Semiconductor Index Chart - Daily Interval
The SOX.X reversed sharply higher near the 462 level back on May 7th, but today's break back below the 200-day looks defensive. Bulls will be assessing risk near-term to the 496 level and that will also serve as a bear's target. Bar chartists will be monitoring the starting to roll MACD. If bears can push the SOX.X back below the 496 level and get MACD to cross back below its rising signal line, then bears have a shot at the recent lows of 462. Key stocks to monitor in the group in my opinion are shares of Intel (NASDAQ:INTC) $29.08 -3.6% and Applied Materials (NASDAQ:AMAT) $26.19 -2.16%.
Point and figure chartists will remember past commentary regarding the SOX.X testing its bullish support trend at 460. At that time, we alerted bears not to be complacent in the sector as institutions are often lurking near the bullish support and bearish resistance trends. With that said, any break at the 440 level in the SOX.X would be further bearish as the point and figure chart ($20 box scale) currently has a bearish vertical count of 260 associated with its chart.
According to Dorsey/Wright and Associates, the semiconductor sector is currently in "bull alert" status at 52.3% bullish.

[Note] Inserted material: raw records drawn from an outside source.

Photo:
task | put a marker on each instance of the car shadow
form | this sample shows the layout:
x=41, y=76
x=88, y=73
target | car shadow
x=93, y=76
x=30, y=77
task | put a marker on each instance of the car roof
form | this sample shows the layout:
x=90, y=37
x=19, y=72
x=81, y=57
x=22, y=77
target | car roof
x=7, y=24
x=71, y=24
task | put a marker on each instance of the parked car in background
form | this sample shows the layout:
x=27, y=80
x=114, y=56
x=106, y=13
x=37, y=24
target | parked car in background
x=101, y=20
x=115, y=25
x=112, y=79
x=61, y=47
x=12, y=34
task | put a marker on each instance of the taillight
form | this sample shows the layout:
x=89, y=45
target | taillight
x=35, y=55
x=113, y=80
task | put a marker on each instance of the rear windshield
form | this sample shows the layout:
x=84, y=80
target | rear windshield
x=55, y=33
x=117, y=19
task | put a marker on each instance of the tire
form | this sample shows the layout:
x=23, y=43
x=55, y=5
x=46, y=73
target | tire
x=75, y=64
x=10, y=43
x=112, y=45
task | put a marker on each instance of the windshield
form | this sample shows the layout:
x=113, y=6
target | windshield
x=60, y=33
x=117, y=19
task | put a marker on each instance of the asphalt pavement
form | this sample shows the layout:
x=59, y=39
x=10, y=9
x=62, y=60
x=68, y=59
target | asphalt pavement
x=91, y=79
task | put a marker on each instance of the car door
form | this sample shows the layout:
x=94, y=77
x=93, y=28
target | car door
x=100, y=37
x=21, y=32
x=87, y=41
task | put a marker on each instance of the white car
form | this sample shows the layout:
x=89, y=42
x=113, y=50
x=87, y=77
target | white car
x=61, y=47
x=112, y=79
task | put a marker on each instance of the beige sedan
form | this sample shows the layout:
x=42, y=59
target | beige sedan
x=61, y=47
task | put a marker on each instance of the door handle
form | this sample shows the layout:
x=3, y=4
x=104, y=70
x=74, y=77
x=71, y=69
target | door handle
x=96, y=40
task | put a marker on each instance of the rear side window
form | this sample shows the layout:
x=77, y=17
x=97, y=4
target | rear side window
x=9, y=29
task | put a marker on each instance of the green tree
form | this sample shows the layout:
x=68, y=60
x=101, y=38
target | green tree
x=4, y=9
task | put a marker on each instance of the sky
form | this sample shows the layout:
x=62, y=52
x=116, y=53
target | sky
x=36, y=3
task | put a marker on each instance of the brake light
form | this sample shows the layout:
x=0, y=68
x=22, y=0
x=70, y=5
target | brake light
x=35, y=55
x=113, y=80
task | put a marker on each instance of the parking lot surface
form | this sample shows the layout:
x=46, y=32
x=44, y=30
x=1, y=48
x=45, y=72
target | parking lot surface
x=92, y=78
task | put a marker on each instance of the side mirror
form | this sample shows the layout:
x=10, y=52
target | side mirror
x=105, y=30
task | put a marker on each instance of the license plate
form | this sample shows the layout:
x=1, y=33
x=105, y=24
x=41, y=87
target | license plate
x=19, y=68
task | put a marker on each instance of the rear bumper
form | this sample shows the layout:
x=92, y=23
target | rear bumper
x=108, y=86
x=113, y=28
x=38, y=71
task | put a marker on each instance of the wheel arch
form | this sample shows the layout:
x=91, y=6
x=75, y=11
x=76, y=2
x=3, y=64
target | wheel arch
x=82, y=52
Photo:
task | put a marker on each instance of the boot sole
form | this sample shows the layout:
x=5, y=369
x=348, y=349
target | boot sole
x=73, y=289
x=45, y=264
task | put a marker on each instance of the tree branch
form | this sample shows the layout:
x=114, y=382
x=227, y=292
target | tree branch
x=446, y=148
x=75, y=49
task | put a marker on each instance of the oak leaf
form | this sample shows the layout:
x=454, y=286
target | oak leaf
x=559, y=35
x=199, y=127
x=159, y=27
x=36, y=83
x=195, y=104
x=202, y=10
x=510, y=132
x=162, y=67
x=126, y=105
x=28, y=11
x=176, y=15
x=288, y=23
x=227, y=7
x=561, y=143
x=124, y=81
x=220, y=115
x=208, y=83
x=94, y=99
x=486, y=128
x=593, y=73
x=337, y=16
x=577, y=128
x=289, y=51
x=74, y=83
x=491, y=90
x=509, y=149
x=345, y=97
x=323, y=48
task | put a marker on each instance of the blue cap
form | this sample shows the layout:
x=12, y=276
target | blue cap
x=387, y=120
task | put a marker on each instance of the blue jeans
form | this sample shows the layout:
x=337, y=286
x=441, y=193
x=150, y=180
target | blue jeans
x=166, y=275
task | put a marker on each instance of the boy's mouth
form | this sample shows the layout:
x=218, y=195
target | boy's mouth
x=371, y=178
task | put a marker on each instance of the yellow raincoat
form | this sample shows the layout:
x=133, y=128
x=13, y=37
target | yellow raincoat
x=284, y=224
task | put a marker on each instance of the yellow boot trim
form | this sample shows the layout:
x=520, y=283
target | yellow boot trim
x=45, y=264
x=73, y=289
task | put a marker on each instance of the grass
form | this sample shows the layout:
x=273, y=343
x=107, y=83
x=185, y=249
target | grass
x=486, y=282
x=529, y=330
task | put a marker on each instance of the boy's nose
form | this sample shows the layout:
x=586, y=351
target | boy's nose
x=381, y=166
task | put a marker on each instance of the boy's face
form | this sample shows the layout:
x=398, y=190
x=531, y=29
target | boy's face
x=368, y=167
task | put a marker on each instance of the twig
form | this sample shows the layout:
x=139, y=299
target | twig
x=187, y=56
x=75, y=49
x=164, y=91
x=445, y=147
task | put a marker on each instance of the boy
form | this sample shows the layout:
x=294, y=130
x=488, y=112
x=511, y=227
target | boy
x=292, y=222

It would take a reading of 56% to get the sector back to "bull confirmed" status, while a reading of 46% would have the sector turning back to "bear confirmed." In May, just before the reversal back higher, the Semiconductor bullish percent reached the 28% level, which was considered "oversold."
It has been my view that the semiconductor sector has been the strongest technology sector in the market and today's decline back below the 200-day moving average is going to weigh on a technology bull's mind and damage sentiment toward broader technology if not the semiconductors.